There were 11 Division I colleges with perfect Academic Progress Rates in the 2010-2011 seasons. Of those, only Butler University, the University of Kansas and Notre Dame had any NCAA tournament success.
Some people might think that players on high-performing teams would have lower grades, but statistics show otherwise. The average APR score for the Associated Press top five teams was 956.6 in 2010-2011.
The average rate for the bottom five teams was 964.2. That means there was only a slight difference between the top five and bottom five.
That did not come as a surprise to Jeff Jacobs, the longtime sports columnist at The Hartford Courant. He said low APR rates are not always found on the best performing teams.
“Not necessarily. It has more to do with a commitment to academics and an ability to recruit top players and great students,” he said. “Duke and Stanford get both.

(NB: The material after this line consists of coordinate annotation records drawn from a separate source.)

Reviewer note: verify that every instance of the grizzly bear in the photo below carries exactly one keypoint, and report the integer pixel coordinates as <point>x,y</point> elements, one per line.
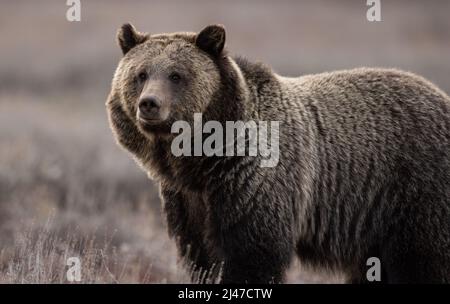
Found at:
<point>363,171</point>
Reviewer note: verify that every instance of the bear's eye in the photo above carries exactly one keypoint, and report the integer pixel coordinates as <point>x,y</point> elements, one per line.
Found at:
<point>142,76</point>
<point>175,77</point>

Others tend to get high-risk students.”
Basically if a college wants to win a championship in basketball and still wants to maintain great GPAs, they look for good players who are also good students, he said. Some schools take players who want to get playing time so they can go pro, then they may transfer and ruin the college’s APR, he said.

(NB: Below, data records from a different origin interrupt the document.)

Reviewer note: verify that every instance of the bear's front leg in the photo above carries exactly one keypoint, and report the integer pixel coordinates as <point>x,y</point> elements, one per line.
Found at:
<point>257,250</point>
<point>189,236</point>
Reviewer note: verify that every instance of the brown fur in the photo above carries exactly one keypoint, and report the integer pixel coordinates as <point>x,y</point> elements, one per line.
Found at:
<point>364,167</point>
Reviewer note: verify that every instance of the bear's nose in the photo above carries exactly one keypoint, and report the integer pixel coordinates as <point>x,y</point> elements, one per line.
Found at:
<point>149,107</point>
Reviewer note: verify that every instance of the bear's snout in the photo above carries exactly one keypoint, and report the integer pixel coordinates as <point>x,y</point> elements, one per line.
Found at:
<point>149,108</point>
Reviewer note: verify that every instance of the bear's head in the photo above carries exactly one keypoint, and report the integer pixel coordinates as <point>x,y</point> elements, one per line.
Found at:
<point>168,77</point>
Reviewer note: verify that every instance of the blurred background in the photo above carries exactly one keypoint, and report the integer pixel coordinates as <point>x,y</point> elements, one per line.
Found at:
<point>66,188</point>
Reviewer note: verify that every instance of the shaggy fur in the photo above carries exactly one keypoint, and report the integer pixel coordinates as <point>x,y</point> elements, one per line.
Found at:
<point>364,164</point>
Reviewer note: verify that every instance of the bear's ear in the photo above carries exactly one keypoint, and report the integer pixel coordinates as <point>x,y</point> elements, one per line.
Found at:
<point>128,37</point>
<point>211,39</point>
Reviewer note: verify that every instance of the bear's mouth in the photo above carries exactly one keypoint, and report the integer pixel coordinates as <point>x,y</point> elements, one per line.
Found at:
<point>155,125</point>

Surprisingly the teams with the lowest APRs were unranked teams such as the University of New Orleans, Alabama State University, Mississippi Valley State University and the University Louisiana at Monroe.
The eleven teams with perfect scores in 2010-2011 were the University of Texas at Austin, the University of Richmond, Notre Dame, the University of Kansas, Lehigh University, the University of Indiana at Bloomington, Elon University, Cornell University, Bucknell University, Butler University and Belmont University.

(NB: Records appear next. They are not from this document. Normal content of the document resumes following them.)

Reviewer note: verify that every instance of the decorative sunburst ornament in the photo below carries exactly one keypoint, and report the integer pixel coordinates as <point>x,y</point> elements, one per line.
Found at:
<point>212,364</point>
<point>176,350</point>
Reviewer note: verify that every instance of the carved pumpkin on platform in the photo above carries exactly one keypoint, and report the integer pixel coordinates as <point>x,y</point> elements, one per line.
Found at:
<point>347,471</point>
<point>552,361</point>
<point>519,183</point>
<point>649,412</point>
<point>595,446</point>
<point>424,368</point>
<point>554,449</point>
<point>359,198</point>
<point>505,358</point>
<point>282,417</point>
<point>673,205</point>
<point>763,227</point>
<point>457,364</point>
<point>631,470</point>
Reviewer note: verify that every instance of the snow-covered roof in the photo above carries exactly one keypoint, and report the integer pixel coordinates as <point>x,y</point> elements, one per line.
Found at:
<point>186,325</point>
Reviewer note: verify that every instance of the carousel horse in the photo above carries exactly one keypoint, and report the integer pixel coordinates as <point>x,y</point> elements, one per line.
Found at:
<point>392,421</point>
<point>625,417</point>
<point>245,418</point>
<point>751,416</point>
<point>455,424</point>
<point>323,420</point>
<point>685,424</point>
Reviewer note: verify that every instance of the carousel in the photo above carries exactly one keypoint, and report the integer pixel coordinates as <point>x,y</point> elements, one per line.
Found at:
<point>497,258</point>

Of those teams, Kansas, Notre Dame and Butler played in the NCAA tournament. Notre Dame made it to the Sweet 16, Kansas made it to the Elite Eight and Butler fell short of being champions, losing to UConn in the final.
In 2013, UConn was unable to play in the postseason because of its poor APR.
Jacobs discussed the difference in APR rates between UConn’s men’s and women’s basketballs teams.
“It’s not about gender,” he said. “UConn women happen to be like Duke where they look for top players that are on top of their academics.”
Mahleik Crawford is a senior at the Hartford Journalism And Media Academy.